Two minutes passed before Charlie unstrapped his mask. “You see, lad?” he growled hoarsely, looking at Tommy whose eyes were still riveted on George’s dead body. “You see? War isn’t like your glorious charges and whatever rot you came up with. War is hell, lad. It’s hell. And you can’t do anything about it. Just remember that in this war we’re as good as dead already. Don’t expect to go home, and that way you’ll pull through it. You’ll see.”
***
Gone was the terrible year of George’s death and in came the year of the new starts. Tommy had grown up a good deal now, finally believing all the stories that Charlie had told him. He had seen a man die, but he hadn’t killed a man yet. Charlie had, of course, and every time he did he grimly carved another notch into the wooden stock of his Lee Enfield rifle. One day Tommy saw him notching yet another one – he now had nine – and asked, “I say Charlie, what are you doing that for?”
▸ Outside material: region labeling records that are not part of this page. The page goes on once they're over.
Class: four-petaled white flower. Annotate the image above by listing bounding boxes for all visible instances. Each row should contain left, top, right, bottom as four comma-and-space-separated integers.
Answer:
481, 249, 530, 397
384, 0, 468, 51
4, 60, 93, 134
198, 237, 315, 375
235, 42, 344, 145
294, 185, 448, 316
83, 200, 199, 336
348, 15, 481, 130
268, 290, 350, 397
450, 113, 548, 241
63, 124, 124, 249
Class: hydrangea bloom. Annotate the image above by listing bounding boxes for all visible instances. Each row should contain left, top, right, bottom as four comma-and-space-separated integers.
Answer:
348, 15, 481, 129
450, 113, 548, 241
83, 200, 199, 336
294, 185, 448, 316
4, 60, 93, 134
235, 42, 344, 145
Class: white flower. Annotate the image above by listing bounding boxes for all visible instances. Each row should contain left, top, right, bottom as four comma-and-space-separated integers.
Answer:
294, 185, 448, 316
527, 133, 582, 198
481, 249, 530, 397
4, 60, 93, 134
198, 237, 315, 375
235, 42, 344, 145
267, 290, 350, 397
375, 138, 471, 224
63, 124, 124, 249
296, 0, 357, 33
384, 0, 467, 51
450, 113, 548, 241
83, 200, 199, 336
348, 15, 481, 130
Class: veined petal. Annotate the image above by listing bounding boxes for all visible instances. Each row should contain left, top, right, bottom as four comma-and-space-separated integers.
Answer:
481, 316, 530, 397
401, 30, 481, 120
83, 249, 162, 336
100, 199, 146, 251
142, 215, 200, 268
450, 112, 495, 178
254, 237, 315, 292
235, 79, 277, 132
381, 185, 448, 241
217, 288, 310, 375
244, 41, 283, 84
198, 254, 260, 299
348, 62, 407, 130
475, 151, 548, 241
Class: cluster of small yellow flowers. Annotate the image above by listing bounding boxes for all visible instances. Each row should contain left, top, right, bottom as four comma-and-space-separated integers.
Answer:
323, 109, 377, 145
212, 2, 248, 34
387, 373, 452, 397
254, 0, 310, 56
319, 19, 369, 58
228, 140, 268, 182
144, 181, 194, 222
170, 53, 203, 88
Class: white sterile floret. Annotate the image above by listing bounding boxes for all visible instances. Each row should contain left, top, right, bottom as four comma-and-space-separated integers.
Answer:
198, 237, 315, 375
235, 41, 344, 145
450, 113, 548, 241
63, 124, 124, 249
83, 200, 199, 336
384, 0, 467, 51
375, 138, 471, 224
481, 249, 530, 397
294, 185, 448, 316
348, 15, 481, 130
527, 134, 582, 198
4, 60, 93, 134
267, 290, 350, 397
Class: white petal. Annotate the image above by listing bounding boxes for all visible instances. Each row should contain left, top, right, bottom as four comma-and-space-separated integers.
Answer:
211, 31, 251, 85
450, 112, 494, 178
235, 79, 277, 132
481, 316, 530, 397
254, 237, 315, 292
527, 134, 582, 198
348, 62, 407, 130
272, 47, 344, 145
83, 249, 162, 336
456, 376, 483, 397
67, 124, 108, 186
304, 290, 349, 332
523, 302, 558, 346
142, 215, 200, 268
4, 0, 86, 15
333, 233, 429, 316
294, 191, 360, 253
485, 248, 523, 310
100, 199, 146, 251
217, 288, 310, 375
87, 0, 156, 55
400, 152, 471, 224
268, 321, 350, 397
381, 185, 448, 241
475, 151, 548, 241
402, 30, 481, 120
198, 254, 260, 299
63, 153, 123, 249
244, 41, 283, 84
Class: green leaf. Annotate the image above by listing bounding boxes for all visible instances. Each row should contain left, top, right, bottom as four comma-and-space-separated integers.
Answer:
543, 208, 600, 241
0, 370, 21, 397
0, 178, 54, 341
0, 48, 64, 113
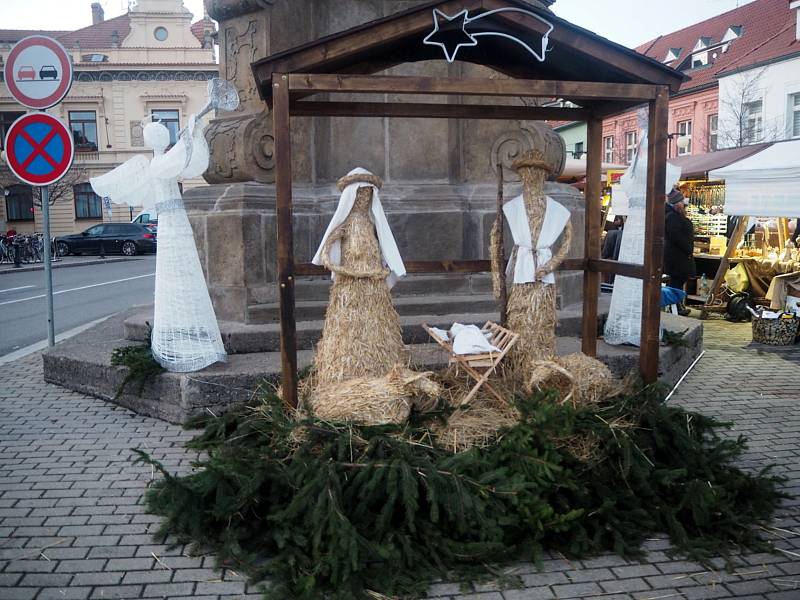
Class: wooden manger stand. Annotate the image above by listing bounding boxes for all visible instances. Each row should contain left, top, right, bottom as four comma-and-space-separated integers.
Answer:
252, 0, 683, 406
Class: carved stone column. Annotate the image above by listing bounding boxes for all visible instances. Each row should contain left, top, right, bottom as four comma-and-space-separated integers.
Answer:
205, 0, 288, 183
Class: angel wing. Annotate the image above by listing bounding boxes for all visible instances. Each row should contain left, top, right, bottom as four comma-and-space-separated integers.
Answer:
89, 154, 155, 208
181, 119, 210, 179
151, 115, 209, 179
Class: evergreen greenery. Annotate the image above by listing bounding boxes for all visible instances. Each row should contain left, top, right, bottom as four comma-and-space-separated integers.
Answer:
111, 345, 166, 400
133, 388, 784, 600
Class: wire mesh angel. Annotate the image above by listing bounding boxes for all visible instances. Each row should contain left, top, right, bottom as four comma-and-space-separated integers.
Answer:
90, 110, 226, 372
Charlie paused for a while before replying, “It’s so that I’ll know how many murders I’ve committed.”
Tommy looked at him. Charlie’s face had become dirtier, haggard, and he unconsciously reached out a hand to touch his own face. It felt different, foreign to him. He didn’t look like a baby anymore. Slowly but surely, what with all the replacements and all the fighting, Tommy was becoming one of the ‘vets’.
“Oh, I see,” Tommy said, not really seeing. “So that you can tell the Lord when you die?”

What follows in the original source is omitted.